一瞬見えたその姿は、既に窓辺にはなかった。
陽光の反射具合で、窓は鏡同然になる。最悪、気づいた者は自分1人かもしれない。
クロウからも、室内の様子が特別見えやすい状況にはなかった。誰かがいるのか、いないのか。それ自体を確かめる必要が生じたという事だ。
「どうした? クロウ」
呼ばれて顔を回した途端、最も近くにいる隻眼の男と目が合った。しかも、不審を露わにする間近の表情から、起きてはいけない変化を既に嗅ぎつけている。
目を閉じていたというのに、この勘の良さ。最早、この男と共に突入するしかない。
「行くぞ、ロックオン! 第4会議室だ!!」
手招きはせず、足早に建物を目指す。
「このままでいいのか? 丸腰だぞ! 俺達は」
「もし罠なら、銃があっても意味はねぇ!」クロウの中で、答えは出ている。「まずい状況なら、俺かお前のどちらかがすぐ会議室の外に出る。いいな!」
後ろからついて来る親友の足音と声を聞き取りつつ、一気に加速し、全速で階段を駆け上がる。
左目のみのロックオンに、室内で格闘をさせたくはなかった。気配りの点でも勝敗の点でも、当然「どちらか」は隻眼の人間の方と判断する筈だ。

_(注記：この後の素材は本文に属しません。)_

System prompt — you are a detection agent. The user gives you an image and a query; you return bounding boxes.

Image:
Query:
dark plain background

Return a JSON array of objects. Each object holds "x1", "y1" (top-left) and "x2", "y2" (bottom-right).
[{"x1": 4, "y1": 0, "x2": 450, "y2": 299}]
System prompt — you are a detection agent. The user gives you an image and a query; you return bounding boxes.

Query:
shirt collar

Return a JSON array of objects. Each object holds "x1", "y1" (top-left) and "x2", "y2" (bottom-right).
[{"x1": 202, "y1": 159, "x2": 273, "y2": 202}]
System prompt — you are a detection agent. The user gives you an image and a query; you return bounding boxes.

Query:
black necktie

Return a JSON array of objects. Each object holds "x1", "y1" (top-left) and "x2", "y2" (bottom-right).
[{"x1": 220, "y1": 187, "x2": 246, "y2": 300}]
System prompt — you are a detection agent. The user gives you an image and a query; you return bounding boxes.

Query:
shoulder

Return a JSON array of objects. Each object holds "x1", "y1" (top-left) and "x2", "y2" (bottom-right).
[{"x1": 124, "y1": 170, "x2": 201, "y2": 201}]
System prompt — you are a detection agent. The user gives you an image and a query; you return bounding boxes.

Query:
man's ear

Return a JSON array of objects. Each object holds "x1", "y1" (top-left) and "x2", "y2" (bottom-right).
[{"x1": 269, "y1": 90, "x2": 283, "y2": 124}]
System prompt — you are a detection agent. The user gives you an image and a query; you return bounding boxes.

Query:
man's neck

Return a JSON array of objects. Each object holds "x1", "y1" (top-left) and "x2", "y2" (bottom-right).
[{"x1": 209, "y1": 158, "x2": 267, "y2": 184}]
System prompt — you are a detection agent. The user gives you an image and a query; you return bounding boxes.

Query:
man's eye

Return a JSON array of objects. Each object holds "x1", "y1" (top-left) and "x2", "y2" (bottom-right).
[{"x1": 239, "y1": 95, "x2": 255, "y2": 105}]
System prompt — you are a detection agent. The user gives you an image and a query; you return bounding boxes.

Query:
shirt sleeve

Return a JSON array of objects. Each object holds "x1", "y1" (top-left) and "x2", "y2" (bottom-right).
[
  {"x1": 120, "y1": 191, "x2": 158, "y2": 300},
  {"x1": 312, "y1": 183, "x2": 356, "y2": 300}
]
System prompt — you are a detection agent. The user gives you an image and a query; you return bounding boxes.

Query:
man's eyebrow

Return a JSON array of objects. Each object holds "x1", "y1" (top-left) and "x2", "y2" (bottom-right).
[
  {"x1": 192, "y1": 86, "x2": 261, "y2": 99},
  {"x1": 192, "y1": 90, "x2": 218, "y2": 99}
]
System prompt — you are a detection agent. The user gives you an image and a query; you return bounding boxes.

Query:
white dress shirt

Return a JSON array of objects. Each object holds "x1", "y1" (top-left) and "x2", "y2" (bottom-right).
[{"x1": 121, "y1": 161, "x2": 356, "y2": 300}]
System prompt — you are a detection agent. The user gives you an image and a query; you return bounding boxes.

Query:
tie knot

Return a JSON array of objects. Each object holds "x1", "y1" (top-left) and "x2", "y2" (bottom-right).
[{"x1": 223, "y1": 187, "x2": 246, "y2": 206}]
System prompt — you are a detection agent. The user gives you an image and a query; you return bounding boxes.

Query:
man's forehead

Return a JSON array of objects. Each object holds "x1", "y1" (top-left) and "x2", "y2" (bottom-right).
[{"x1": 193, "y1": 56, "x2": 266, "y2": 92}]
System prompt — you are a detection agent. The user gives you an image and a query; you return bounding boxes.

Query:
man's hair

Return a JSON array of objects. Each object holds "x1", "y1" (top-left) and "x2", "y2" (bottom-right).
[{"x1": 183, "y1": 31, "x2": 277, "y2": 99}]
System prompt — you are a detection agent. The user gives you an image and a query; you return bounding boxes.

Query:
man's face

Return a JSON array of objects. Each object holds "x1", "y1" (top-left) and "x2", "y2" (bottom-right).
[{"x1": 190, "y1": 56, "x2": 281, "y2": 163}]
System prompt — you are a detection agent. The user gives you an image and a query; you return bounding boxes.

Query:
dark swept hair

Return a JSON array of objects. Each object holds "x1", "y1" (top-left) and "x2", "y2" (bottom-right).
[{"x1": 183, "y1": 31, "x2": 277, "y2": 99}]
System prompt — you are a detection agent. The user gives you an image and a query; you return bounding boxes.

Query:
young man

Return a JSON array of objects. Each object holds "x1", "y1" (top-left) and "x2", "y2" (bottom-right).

有事の際、危険地帯に飛び込んだ者が共に正常な思考をしていれば。
現在のバトルキャンプには、転写された月が立ち入り制限のない状態で。バラを取り除かれた状態の第4会議室が規制線を張られた状態で放置されている。
物見遊山なパイロット達も、見物対象のない会議室には特別興味をそそられはしないだろう。それでもあの部屋に立ち入り、クロウに一瞬その姿を見せた者がいる。
いや、見せた者がいた気がする。
立ち入り禁止の禁を破る酔狂の顔と名が、思考の手前に現れた。